Change: “Nobody can go back and start a new beginning, but anyone can start today and make a new ending.” Maria Robinson
Lots of things have changed in each of our lives this year, and we learned months ago that we can’t ever go back. We can only move forward. We’ve learned to take each day on it’s own merit - and change is a part of EVERY day for us. So.. to sum up our year and our lives right now - one word? Change.
Circumstances and situations have shifted on many levels. We are not ending the year with the same Minnie Coleman with whom we began it. Mom is not the same, and in all likelihood never will be the same as she was just one year ago. She’s living with us permanently. She is no longer at Living Waters. We moved her belongings to a storage unit near our house in October. She has great anointing, and thrives when she’s flowing in it. We’ve watched God close doors this year, and we’re now we’re watching Him open new ones. Mom hasn’t yet fulfilled her destiny - it’s just shifting to a new focus.
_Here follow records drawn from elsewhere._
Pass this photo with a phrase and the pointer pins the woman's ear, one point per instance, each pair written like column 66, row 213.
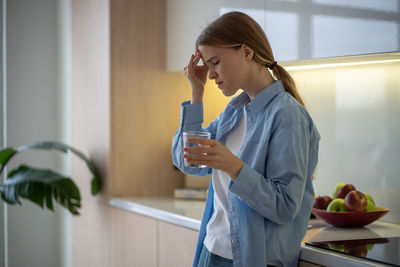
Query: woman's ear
column 248, row 52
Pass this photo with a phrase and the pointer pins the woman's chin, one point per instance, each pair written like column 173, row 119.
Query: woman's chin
column 229, row 92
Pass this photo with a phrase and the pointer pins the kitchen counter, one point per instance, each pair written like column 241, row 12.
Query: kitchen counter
column 188, row 213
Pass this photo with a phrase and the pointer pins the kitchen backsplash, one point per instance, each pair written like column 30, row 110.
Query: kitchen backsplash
column 357, row 111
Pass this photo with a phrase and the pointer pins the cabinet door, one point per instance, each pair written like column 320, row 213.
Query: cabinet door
column 176, row 245
column 331, row 28
column 185, row 21
column 133, row 239
column 187, row 18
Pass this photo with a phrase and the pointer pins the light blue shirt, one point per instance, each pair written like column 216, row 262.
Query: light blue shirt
column 270, row 200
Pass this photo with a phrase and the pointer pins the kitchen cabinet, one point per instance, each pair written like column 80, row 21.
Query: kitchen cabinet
column 297, row 30
column 176, row 245
column 187, row 18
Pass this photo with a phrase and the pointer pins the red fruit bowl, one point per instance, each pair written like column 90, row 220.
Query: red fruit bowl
column 350, row 218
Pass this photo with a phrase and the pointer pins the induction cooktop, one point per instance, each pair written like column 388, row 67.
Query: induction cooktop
column 381, row 250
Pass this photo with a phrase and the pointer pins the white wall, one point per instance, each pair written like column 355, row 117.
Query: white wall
column 37, row 89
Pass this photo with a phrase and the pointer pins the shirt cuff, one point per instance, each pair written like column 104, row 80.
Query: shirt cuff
column 245, row 182
column 191, row 113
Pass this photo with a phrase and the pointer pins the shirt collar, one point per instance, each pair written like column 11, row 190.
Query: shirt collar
column 261, row 100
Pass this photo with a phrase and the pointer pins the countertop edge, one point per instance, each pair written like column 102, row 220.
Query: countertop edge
column 326, row 258
column 308, row 253
column 154, row 213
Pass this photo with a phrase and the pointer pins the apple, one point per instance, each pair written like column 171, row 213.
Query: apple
column 344, row 190
column 370, row 205
column 368, row 196
column 355, row 201
column 336, row 189
column 321, row 202
column 336, row 205
column 369, row 246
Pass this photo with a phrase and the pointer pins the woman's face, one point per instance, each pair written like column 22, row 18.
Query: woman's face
column 226, row 67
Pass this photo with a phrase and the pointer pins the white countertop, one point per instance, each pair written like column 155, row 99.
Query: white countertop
column 188, row 213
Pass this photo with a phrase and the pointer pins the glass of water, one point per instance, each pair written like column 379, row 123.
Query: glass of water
column 190, row 134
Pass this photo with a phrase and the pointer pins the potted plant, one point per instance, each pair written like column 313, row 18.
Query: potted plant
column 41, row 186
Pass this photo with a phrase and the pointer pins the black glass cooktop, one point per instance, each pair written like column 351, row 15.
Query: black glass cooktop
column 382, row 250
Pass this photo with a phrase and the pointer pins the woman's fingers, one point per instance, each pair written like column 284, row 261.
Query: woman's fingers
column 202, row 141
column 196, row 59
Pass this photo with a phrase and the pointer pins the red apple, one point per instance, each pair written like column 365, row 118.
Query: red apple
column 344, row 190
column 321, row 202
column 355, row 201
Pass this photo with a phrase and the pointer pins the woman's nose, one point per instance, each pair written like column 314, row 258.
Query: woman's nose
column 212, row 75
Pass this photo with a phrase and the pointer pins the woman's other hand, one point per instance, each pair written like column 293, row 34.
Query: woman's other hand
column 197, row 77
column 214, row 155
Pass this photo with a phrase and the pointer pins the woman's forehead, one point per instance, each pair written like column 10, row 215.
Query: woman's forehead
column 208, row 52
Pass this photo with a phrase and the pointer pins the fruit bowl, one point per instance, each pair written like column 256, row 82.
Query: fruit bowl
column 350, row 218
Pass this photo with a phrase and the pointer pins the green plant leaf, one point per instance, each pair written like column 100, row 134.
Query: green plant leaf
column 53, row 145
column 5, row 155
column 41, row 186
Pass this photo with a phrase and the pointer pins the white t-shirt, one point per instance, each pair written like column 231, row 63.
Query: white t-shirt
column 218, row 239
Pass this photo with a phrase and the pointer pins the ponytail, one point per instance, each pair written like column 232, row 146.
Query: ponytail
column 290, row 86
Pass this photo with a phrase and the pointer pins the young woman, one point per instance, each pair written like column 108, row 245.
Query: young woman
column 262, row 153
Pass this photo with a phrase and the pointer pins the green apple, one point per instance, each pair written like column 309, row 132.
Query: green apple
column 338, row 247
column 369, row 198
column 336, row 205
column 336, row 189
column 370, row 205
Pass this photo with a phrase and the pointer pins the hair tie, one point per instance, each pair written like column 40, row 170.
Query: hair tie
column 273, row 65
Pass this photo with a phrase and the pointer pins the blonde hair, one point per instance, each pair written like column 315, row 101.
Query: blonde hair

That’s our year in review. We’ve cried, we’ve struggled, we’ve fought, we’ve laughed, and we’ve grown. It’s not over yet, but we continue to see the hand of God keeping us through this leg of our journey.
Excitement about the Future
As a family, we know that God has a future for us. We know that we will always be surrounded by our Kingdom family, who will offer a strong support system for all of us, as well as ministry opportunities for Minnie and the rest of us. The possibility of what is yet to be creates a new excitement for our family - a refueling and hope for our future. We are actively listening every day for God's direction.
So we are ending this year much differently than we began it - with a different Minnie Coleman than the one with whom we started. All of us are different people now, and we’re not yet what we will be. We are grateful for life, love, family, and most of all, the Constant Hand of our Loving Father.
Blessings to all of you for the new year dawning. May the grace of God keep you and may your families grower closer and richer in Him.
(The plan for this blog is to allow you to see intimately into our lives, thoughts, struggles, and celebrations throughout the year.)